Derek Palacio, author of  How to Shake the Other Man, joined the panel in place of The Sensualist author Daniel Torday (they are both published by Nouvella Press), whose flight was cancelled due to snow. Palacio said a novella can be categorized on what it’s not—not a short story, not a novel. It doesn’t have a fine point like a short story or as much plot development as a novel. “Instead of having a sharp focus like a peak of a mountain,“ he said, “a novella is more like a plateau.”

Owen King, son of Stephen King and author of Bloomsbury novella We’re All in This Together, said he considered a novella to be either a short story plus one element or a novel minus one element (examples of those elements might be subplots, or extensive character development). He noted that the way time functions in a short story can be fairly limited (with some notable exceptions like Annie Proulx’s short story Brokeback Mountain), while novellas allow more room for duration.

Andrew Ervin, author of Extraordinary Renditions—three linked novellas published by Coffee House Press—noted that editors and even writers were more likely to categorize shorter written works as a novel to avoid long-standing prejudices against the novella form on the part of publishers. The Great Gatsby could be considered a novella based on its length, but it’s usually categorized by publishers and academics as a novel. But he also suggested that he was glad to see that the attitude toward novellas might be changing:

We’re starting to see resistance to novellas being chipped away by small presses, which is great to see. When we write novellas now, we’re writing something that will not be embraced commercially. But the trend toward novella publishing has revolutionary potential.

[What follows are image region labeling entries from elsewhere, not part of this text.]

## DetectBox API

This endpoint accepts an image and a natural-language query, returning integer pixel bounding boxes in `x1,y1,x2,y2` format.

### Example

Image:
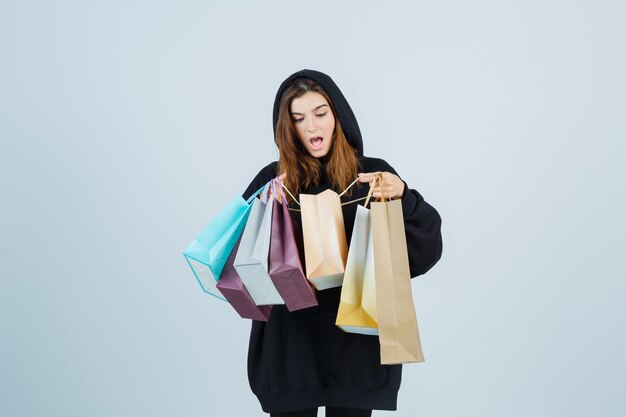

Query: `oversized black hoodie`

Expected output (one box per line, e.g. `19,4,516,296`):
243,70,443,413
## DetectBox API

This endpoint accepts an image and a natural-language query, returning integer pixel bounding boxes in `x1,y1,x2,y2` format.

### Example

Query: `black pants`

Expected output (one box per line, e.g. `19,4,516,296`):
270,407,372,417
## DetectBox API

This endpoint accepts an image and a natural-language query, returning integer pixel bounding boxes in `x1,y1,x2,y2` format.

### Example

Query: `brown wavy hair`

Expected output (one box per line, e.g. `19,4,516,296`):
276,78,359,203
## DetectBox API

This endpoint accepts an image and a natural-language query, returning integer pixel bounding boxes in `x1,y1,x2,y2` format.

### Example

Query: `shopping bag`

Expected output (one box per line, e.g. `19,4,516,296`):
217,239,272,321
183,184,263,300
269,180,317,311
335,205,378,335
370,177,424,365
233,182,285,305
300,189,348,290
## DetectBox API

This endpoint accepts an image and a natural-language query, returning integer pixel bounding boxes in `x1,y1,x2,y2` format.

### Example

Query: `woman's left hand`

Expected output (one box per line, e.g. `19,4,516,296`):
359,172,404,199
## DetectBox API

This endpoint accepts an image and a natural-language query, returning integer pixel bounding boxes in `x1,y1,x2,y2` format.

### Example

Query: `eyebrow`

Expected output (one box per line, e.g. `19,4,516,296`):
289,104,328,115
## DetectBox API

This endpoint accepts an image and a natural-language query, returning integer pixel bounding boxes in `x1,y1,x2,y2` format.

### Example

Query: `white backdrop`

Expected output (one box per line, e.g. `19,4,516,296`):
0,0,626,417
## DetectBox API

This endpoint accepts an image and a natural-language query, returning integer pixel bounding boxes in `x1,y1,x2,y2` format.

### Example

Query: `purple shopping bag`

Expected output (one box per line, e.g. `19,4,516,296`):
217,237,272,321
269,180,317,311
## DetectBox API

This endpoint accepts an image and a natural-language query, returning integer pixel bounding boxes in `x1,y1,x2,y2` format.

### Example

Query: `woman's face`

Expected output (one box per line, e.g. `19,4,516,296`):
290,91,335,158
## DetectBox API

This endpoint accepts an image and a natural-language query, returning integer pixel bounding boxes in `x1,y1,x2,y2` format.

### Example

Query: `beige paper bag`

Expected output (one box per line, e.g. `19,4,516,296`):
371,200,424,365
335,205,378,336
300,189,348,290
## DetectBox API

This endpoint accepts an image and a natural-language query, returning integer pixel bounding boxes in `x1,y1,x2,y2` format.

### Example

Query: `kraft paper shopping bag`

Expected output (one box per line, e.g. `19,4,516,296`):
300,189,348,290
269,180,317,311
371,174,424,365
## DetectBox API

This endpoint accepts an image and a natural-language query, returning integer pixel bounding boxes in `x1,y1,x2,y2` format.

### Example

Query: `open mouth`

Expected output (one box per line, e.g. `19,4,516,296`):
309,136,324,151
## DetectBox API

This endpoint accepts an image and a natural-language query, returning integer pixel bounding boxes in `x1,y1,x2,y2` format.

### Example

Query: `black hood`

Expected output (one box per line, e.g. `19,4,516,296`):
273,69,363,156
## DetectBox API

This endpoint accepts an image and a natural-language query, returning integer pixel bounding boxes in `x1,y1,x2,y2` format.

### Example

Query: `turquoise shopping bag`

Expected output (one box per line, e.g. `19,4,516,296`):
183,186,265,301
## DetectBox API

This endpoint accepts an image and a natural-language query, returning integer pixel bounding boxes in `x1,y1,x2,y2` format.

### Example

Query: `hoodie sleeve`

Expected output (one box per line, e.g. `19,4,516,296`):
242,161,278,200
372,160,443,277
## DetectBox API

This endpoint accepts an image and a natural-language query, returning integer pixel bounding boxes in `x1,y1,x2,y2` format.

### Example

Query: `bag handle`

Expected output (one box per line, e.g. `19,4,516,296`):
246,184,267,205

When Semmel asked the panelists to name what might be considered the most influential novellas, responses included We the Animals by Justin Torres, Where Are You Going, Where Have You Been? by Joyce Carol Oates, The Dead by James Joyce, Bartleby the Scrivener by Herman Melville, and Heart of a Dog by Mikhail Bulgakov. Melville House’s classic Art of the Novella series was mentioned as an example of a revival of the novella form by independent publishers.

Ultimately Ervin said the novella’s merits or creative inspiration is up to the writer, not the publisher. Addressing the panel’s audience, he declared, “We don’t know what a novella is—you need to decide. Don’t let us or publishers tell you what to do.”

 

 

Claire Kelley is the Director of Library and Academic Marketing at Melville House.